LOS ANGELES — These bots were made for walking — out of rat heart cells and hydrogel.

LOS ANGELES — These bots were made for walking — out of rat heart cells and hydrogel.

Scientists have paired these unlikely ingredients to create simple biological machines that look something like a front-loaded inchworm and can step their way through fluid at speeds up to 236 micrometers per second.

Bioengineers working at the boundary between organics and mechanics dream of harnessing the power of biology's nuts and bolts. Some have built tweezers out of DNA; others have made sensors by sticking bacteria on a chip. It's no easy task — plastic and metal are far more predictable materials to work with.

But in work published recently in Scientific Reports, a team of bioengineers described how they came up with a way to manufacture biobots quickly and efficiently with a 3-D printer.

The printer builds preprogrammed shapes layer by ultrathin layer, until it has constructed a soft "body" out of hydrogel, a class of polymers that includes the stuff contact lenses are made from, said senior author Rashid Bashir, a bioengineer at the University of Illinois at Urbana-Champaign.

The researchers designed a roughly 7-millimeter bot that looks something like an asymmetrical see-saw: The boxy base is shifted toward one side, creating one long leg and one short one.

Then the scientists seeded living rat heart cells onto one side of the body, where they beat in sync. When the heart cells contracted, the robot's long leg flexed and pushed off the ground, causing it to "step" forward, in the direction of its shorter side. (Asymmetry, they found, was key: A more symmetrical design got nowhere.)

The shape of the biobot — where the base was placed along the length of the robot's body, for example — dictated how the bot moved and how far it went. The one in the study can only move forward. But the researchers plan to experiment with other designs that may allow the bots to move in different directions.

"They can have multiple legs; they could be able to go in different directions; they might go right, or left; they might reverse," said Roger Kamm, a bioengineer at the Massachusetts Institute of Technology who was not involved in the study.

And they'll be built quickly with the 3-D printing technology, which can cut the construction time from a day or so to a matter of minutes, said Columbia University bioengineer Henry Hess, who also was not involved in the study. (There's no way to make the rat heart cells grow any faster, though, he pointed out.)
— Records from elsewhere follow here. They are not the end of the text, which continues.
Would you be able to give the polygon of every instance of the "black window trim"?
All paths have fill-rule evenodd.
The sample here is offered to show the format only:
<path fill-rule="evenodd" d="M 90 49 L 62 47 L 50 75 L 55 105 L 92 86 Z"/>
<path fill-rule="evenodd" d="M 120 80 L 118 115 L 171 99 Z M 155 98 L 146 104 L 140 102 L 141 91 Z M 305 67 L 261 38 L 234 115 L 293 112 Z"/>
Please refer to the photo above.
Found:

Scientists have used 3-D printers before, and others have built synthetic critters, including walking bots and jellyfish-like swimmers. But combining bioengineering with this high-tech printing method is what makes these biobots so exciting, Kamm said.

"It opens up a lot of new potential," Kamm said. "You can go so many different directions with this basic design."
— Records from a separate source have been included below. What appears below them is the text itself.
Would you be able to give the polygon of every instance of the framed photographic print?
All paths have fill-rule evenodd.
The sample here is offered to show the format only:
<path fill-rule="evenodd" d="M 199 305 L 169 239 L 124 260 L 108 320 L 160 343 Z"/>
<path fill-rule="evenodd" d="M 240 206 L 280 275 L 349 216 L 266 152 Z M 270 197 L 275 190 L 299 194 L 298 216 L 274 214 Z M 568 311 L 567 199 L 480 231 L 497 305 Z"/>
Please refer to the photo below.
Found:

The technology is in the very early stages, and its future uses are unclear. But the researchers see some possible practical applications down the line.

For example, Kamm said, they could take muscle cells and attach them to neural cells that sense toxins or other chemicals. When a specific chemical is detected, the neurons could send the muscle cells a signal to move.

The work helps lay the foundation for making bigger, more complex biological machines using components from all over the plant and animal kingdoms, he added.